Abstract

SummaryPlant pathogens secrete effector molecules during host invasion to promote colonization. However, some of these effectors become recognized by host receptors to mount a defence response and establish immunity. Recently, a novel resistance was identified in wild tomato, mediated by the single dominant V2 locus, to control strains of the soil‐borne vascular wilt fungus Verticillium dahliae that belong to race 2. With comparative genomics of race 2 strains and resistance‐breaking race 3 strains, we identified the avirulence effector that activates V2 resistance, termed Av2. We identified 277 kb of race 2‐specific sequence comprising only two genes encoding predicted secreted proteins that are expressed during tomato colonization.
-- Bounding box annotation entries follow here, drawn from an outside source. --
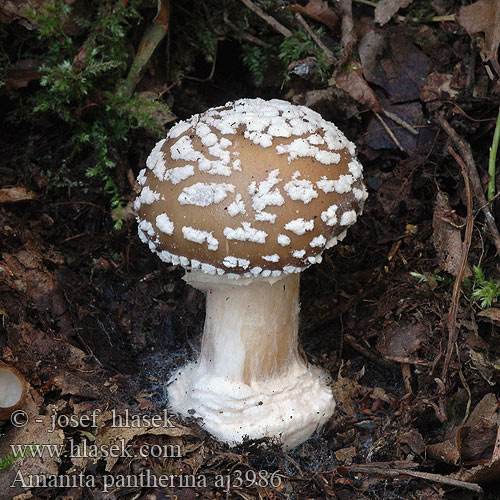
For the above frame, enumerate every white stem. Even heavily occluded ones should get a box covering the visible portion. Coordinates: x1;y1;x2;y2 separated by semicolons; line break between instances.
200;274;302;385
168;273;335;448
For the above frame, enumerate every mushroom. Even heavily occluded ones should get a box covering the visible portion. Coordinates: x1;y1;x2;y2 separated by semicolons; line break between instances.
0;363;26;420
135;99;367;448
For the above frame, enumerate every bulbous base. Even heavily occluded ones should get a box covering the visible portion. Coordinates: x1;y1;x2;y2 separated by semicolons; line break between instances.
168;363;335;448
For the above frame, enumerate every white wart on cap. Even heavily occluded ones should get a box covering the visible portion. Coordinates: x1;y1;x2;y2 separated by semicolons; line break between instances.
135;99;367;278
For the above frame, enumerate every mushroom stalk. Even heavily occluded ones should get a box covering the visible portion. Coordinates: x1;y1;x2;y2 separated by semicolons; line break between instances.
169;273;335;447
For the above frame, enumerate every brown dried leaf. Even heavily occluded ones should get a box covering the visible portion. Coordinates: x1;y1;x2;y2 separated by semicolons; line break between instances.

Subsequent functional analysis based on genetic complementation into race 3 isolates and targeted deletion from the race 1 isolate JR2 and race 2 isolate TO22 confirmed that one of the two candidates encodes the avirulence effector Av2 that is recognized in V2 tomato plants. Two Av2 allelic variants were identified that encode Av2 variants that differ by a single acid. Thus far, a role in virulence could not be demonstrated for either of the two variants.

Highlights

  • In nature, plants are continuously threatened by potential plant pathogens

  • pathogen- or microbe-associated molecular patterns (P/MAMPs) are perceived by cell surfacelocalized pattern recognition receptors (PRRs) to trigger pattern-triggered immunity (PTI), while effectors are recognized by cytoplasmic receptors that are known as resistance (R) proteins to activate effector-triggered immunity (ETI) (Jones and Dangl, 2006)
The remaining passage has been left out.